Markt-Check 2026: Warum das E-Auto gerade jetzt den Verbrenner abhängt

Der deutsche Automobilmarkt erlebt aktuell eine paradoxe Situation: Während die Gesamtzahlen der Neuzulassungen spürbar zurückgehen, feiern reine Elektroautos (BEVs) Rekordwerte. Ein genauer Blick auf die Zahlen des Kraftfahrt-Bundesamtes (KBA) für den Jahresstart 2026 zeigt: Die Mobilitätswende hat einen neuen Gang eingelegt.

Die nackten Zahlen: Ein Markt im Wandel

Der Januar 2026 war für die Automobilbranche eigentlich ein Dämpfer. Mit insgesamt rund 194.000 Neuzulassungen verzeichnete der Gesamtmarkt ein Minus von 6,6 % im Vergleich zum Vorjahresmonat. Besonders hart traf es klassische Verbrenner: Benziner und Diesel verloren teilweise bis zu 30 % an Boden.

Doch mitten in dieser Flaute gibt es einen klaren Gewinner: Das Elektroauto.

  • Wachstum: +23,8 % bei den reinen Stromern (BEVs).
  • Marktanteil: Mit 22 % knackt die E-Mobilität eine psychologisch wichtige Marke. Fast jeder vierte Neuwagen in Deutschland fährt inzwischen rein elektrisch.

Gewinner und Verlierer: Das neue Ranking

Die Machtverhältnisse auf dem deutschen Asphalt verschieben sich. Während der Branchenprimus Volkswagen mit einem Minus von 17,5 % zu kämpfen hat (obwohl er mit fast 20 % Marktanteil insgesamt noch führt), stürmen andere Marken nach vorne.

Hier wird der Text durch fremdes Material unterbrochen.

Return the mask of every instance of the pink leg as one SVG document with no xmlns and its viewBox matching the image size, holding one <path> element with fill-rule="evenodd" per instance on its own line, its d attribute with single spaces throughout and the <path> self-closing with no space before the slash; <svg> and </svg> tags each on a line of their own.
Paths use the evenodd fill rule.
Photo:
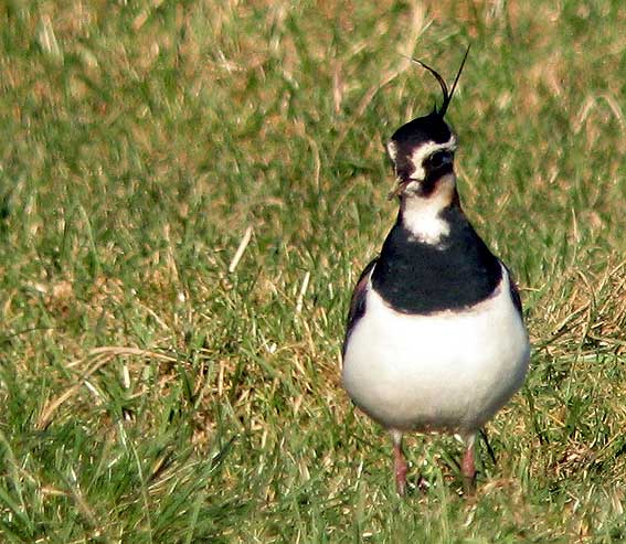
<svg viewBox="0 0 626 544">
<path fill-rule="evenodd" d="M 463 488 L 468 495 L 474 494 L 476 490 L 476 466 L 474 465 L 474 439 L 475 435 L 466 438 L 467 448 L 460 463 L 460 473 L 463 474 Z"/>
<path fill-rule="evenodd" d="M 402 452 L 402 433 L 399 430 L 392 430 L 391 436 L 393 438 L 395 489 L 400 497 L 404 497 L 406 494 L 406 472 L 409 471 L 409 466 L 406 465 L 406 459 L 404 459 L 404 454 Z"/>
</svg>

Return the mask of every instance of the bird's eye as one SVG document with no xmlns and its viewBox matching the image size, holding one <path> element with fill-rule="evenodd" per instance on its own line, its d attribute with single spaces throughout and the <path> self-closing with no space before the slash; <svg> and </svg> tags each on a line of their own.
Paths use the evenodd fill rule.
<svg viewBox="0 0 626 544">
<path fill-rule="evenodd" d="M 450 151 L 437 151 L 427 159 L 427 167 L 439 168 L 453 161 L 453 153 Z"/>
</svg>

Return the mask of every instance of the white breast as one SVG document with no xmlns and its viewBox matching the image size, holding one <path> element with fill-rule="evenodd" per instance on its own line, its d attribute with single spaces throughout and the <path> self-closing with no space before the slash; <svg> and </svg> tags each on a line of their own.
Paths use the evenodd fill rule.
<svg viewBox="0 0 626 544">
<path fill-rule="evenodd" d="M 519 390 L 530 345 L 502 280 L 487 300 L 460 313 L 400 313 L 371 288 L 350 334 L 343 385 L 388 428 L 475 431 Z"/>
</svg>

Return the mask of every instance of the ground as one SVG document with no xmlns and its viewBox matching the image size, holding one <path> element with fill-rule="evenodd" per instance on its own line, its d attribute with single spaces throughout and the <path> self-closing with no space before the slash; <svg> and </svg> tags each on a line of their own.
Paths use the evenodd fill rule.
<svg viewBox="0 0 626 544">
<path fill-rule="evenodd" d="M 625 25 L 616 0 L 4 2 L 3 542 L 626 540 Z M 531 370 L 476 497 L 460 445 L 415 436 L 402 501 L 343 323 L 394 221 L 383 143 L 439 99 L 403 55 L 450 81 L 468 44 L 459 191 Z"/>
</svg>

  1. Opel & Skoda: Die Traditionsmarken profitieren von ihrer frühen Investition in bezahlbare Elektromodelle. Opel legte um beeindruckende 27,4 % zu, während Skoda mit einem Plus von 12,2 % stärkste Importmarke bleibt.
  2. Der China-Faktor: BYD setzt seinen Siegeszug fort. Mit einem Zuwachs von über 600 % im Vergleich zum Vorjahr zeigt der Weltmarktführer aus China, dass er auch in Deutschland zur ernsthaften Konkurrenz für Premiumhersteller wird.
  3. Premium-Segment: BMW hält sich mit einem Plus von 5,4 % stabil, was vor allem auf die hohe Nachfrage nach den Vorboten der „Neuen Klasse“ zurückzuführen ist.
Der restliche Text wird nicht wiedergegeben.